Malespina and Cooksey both cautioned against relying on AI plagiarism detection tools.
“None of these tools can do a good enough job, and they are biased toward [English language learners],” Malespina said.
- Scenario 8: A school-approved AI system flags students who haven’t checked out any books recently, tracks their reading speed and completion patterns, and recommends interventions.
Malespina said she doesn’t want an AI tool tracking students in that much detail, and Cooksey pointed out that reading speed and completion patterns aren’t reliably indicative of anything that teachers need to know about students.
- Scenario 9: An AI tool translates texts, reads books aloud and simplifies complex texts for students with individualized education programs, but it doesn’t always translate nuance or tone.

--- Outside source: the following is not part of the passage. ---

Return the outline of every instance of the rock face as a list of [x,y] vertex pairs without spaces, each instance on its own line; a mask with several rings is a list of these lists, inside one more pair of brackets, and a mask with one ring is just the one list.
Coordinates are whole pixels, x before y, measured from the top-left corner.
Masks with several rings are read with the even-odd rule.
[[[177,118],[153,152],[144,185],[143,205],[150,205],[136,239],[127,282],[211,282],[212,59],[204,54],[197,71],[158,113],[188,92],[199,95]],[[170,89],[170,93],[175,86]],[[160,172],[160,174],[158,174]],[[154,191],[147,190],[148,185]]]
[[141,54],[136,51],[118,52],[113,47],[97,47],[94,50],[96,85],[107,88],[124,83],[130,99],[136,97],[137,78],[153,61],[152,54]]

Hunt said she sees benefit in this kind of application for students who need extra support, but she said the loss of tone could be an issue, and it raises questions about infringing on audiobook copyright laws.
Cooksey expounded upon that.
“Additionally, copyright goes beyond the printed work. … That copyright owner also owns the presentation rights, the audio rights and anything like that,” she said. “So if they’re putting something into a generative AI tool that reads the PDF, that is technically a violation of copyright in that moment, because there are available tools for audio versions of books for this reason, and they’re widely available. Sora is great, and it’s free for educators. … But when you’re talking about taking something that belongs to someone else and generating a brand-new copied product of that, that’s not fair use.”